Pasaron los años. En 1963, se me invito a dar una conferencia ante el profesorado de la Universidad de Oregon. Mi tema: "Parodia y sátira en el Modernismo." Implícita en dicha invitación iba la oferta de un puesto en esa universidad. Aunque ya veterano de las guerras académicas, sentía cierto recelo, pues únicamente conocía al catedrático Chandler Beall, director de la revista Comparative Literature. Llegó el momento de la presentación. Absorto en mi tema, no oí, sino que sentí, las protocolarias con que se detallaban mis modestas proezas literarias y académicas. Al acercarme a la tribuna, mientras se apagaban los aplausos de cortesía, fueme invadiendo un sentimiento de angustia, de abandono. Permanecí con la cabeza inclinada unos instantes. Por fin, abrí los ojos y di con los de Manuel Rojas. Allí estaba el gigante gentil. Su rostro parecía surgir del publico que lo rodeaba y fue como si sólo él y yo estuviéramos en el salón. Me miraba con fijeza, tratando de descubrir en mí al estudiante de Berkeley. Entonces, como si adivinara mi estado de ánimo, y en señal de que me reconocía, sonrió. Sí, la misma sonrisa de años antes. Se habían trocado los papeles; ahora era yo el conferenciante. Nos transmitíamos. Cobré ánimos y me lancé.
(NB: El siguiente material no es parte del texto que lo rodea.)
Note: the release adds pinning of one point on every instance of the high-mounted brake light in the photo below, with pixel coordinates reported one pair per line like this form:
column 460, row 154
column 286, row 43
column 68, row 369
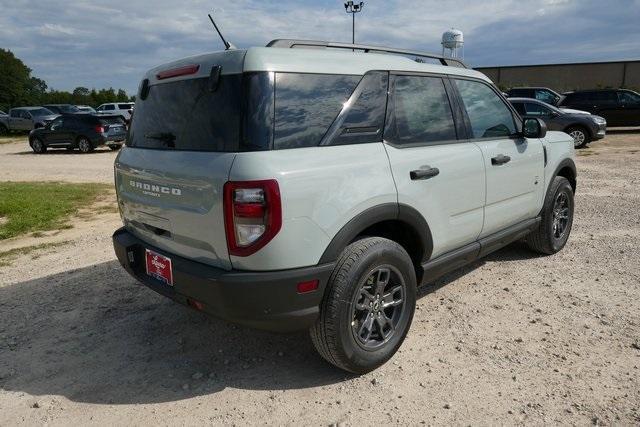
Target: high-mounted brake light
column 180, row 71
column 252, row 215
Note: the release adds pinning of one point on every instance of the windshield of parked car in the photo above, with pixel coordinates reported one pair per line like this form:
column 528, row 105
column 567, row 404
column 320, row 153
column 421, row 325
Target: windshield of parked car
column 69, row 108
column 41, row 112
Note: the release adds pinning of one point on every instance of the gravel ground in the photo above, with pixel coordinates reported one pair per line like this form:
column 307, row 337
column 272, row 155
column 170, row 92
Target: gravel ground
column 515, row 338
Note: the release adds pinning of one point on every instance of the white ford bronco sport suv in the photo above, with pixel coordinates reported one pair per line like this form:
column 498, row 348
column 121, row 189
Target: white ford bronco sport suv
column 304, row 185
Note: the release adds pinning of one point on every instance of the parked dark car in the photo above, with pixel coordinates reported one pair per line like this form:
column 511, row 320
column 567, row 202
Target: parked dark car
column 584, row 128
column 621, row 107
column 543, row 94
column 62, row 108
column 82, row 131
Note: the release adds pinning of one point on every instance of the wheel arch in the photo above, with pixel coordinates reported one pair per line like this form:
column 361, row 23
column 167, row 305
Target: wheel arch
column 400, row 223
column 567, row 169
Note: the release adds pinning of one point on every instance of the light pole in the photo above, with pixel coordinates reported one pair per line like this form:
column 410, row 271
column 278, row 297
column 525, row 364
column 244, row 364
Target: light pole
column 353, row 8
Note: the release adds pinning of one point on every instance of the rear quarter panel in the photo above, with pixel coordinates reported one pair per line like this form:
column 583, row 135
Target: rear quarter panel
column 559, row 147
column 322, row 188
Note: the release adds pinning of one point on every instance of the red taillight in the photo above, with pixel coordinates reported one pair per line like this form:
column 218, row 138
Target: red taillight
column 252, row 215
column 176, row 72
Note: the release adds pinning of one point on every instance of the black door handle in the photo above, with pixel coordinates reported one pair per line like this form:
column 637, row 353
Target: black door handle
column 500, row 159
column 425, row 173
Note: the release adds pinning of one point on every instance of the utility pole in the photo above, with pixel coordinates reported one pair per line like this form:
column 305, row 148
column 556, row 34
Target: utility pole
column 353, row 8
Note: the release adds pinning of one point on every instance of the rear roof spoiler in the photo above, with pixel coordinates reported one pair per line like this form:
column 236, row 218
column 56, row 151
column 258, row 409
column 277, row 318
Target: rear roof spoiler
column 293, row 43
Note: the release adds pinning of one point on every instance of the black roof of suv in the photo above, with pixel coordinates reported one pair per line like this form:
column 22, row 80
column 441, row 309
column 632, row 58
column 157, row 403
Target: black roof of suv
column 621, row 107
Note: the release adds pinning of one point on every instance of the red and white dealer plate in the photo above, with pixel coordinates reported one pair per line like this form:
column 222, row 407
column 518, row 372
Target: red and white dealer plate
column 159, row 267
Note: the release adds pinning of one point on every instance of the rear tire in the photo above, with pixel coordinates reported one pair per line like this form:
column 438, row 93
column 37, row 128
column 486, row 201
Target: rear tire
column 580, row 136
column 557, row 219
column 84, row 145
column 38, row 146
column 368, row 306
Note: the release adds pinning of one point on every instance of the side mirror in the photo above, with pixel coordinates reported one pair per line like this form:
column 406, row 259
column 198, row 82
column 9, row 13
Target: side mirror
column 534, row 128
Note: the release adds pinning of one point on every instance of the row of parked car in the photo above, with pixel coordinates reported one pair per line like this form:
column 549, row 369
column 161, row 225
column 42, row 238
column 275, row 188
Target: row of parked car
column 70, row 126
column 584, row 114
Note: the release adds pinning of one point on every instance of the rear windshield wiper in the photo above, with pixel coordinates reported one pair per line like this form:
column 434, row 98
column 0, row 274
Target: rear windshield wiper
column 167, row 137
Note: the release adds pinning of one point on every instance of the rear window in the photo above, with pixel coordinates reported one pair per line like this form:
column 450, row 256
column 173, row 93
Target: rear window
column 187, row 115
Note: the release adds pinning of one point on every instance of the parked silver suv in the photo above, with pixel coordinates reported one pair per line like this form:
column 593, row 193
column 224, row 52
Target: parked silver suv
column 292, row 188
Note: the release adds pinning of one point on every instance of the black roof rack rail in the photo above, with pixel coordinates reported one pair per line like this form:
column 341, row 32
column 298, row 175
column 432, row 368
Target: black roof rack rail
column 292, row 43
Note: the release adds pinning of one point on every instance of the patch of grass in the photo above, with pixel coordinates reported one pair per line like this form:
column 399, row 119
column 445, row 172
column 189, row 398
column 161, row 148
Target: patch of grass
column 29, row 207
column 10, row 139
column 7, row 257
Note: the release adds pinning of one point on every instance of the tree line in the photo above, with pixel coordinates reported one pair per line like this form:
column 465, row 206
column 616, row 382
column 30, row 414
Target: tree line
column 19, row 88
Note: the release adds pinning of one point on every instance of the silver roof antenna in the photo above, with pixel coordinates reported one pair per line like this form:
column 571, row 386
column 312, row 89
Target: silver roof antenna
column 227, row 45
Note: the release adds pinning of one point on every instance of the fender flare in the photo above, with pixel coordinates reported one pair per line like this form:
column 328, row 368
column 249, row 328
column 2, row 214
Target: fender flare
column 372, row 216
column 571, row 165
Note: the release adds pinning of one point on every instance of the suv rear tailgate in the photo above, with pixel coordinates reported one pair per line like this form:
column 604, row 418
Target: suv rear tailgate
column 173, row 200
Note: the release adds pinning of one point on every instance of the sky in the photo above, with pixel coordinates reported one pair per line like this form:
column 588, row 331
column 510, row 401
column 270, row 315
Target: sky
column 111, row 43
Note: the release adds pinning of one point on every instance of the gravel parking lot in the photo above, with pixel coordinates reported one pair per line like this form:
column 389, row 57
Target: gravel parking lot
column 514, row 338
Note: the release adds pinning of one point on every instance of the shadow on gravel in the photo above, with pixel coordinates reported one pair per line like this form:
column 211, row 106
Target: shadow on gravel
column 623, row 130
column 94, row 335
column 50, row 152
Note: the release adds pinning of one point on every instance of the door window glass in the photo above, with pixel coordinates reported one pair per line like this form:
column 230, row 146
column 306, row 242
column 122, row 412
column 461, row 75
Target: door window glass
column 419, row 111
column 362, row 117
column 57, row 124
column 546, row 96
column 537, row 110
column 519, row 106
column 629, row 98
column 488, row 114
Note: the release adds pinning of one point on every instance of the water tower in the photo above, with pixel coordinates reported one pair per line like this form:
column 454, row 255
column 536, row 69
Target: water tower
column 453, row 44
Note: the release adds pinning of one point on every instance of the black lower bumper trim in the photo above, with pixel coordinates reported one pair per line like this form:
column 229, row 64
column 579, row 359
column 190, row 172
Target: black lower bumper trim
column 264, row 300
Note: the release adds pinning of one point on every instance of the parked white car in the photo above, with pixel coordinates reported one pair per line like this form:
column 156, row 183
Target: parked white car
column 123, row 109
column 290, row 188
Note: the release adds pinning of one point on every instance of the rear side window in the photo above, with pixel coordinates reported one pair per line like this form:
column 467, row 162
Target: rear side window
column 488, row 114
column 362, row 117
column 306, row 105
column 419, row 111
column 187, row 115
column 537, row 110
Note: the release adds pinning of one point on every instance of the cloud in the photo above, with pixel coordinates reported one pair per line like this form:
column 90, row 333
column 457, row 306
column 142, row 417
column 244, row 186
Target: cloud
column 102, row 44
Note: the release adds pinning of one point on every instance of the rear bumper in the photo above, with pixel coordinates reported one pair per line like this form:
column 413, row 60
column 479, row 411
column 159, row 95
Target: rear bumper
column 264, row 300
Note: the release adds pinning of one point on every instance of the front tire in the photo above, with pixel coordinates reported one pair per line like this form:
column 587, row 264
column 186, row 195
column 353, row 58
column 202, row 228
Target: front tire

Al terminar mi charla, luego vino el milagro. Como padre que quisiera sacar a relucir la precocidad de un hijo adelantado, Rojas entabló un diálogo conmigo. Durante largo rato dirigió la conversación a la manera de mago, para que yo deslumbrara a los concurrentes. ¡Qué no dijimos de la estética de Rubén Darío, de su obra, de su dominio absoluto del ambiente literario español, de sus relaciones con los intelectuales de la Península! Satisfecho de que su pupilo había triunfado, me guiñó un ojo. Después de las enhorabuenas, me dio un abrazo muy latino y salimos.

Nos fuimos a cenar a un restaurante chino en Eugene en compañía de su Julie y unos profesores. Rememoramos su visita a Berkeley y pude expresarle mi admiración por su prudencia y comprensión. Logramos hablarnos como hermanos, como hubiéramos querido hacerlo en aquella aula de Wheeler Hall. Corroboré mis impresiones de entonces: era un manso gigante que llevaba a flor de labios su nobleza de espíritu, su bondad. Lo mismo opinaba Julie que no le quitaba los ojos de encima.

Cuatro años más tarde, después del Congreso de Literatura lberoamericana en Caracas, Fernando Alegría y yo nos encontramos con Manuel Rojas en Santiago de Chile. Salía de la editorial Zig-Zag. Contentísimo, nos habló de la edición que se haría de sus obras completas. La sonrisa de siempre, pero le noté algo agotado, un poco cargado de espaldas, menos rápido en el andar. Nos despedimos, quedando en vernos en casa de Fernando en Berkeley. Y así fue.

Ahora lo recuerdo con afecto. Sí, con afecto de hermano y con respeto. Pienso en la austeridad de su juventud, en los malos ratos que experimentó, en los momentos difíciles que le acosaron a lo largo de su existencia, en su situación económica casi siempre precaria, y no me causa extrañeza que no haya sido un amargado. El sufrimiento logró curtirlo, pero solo por fuera. Por dentro, en lo más íntimo de su ser siguió siendo tierno y sensible como el protagonista de "Un vaso de leche."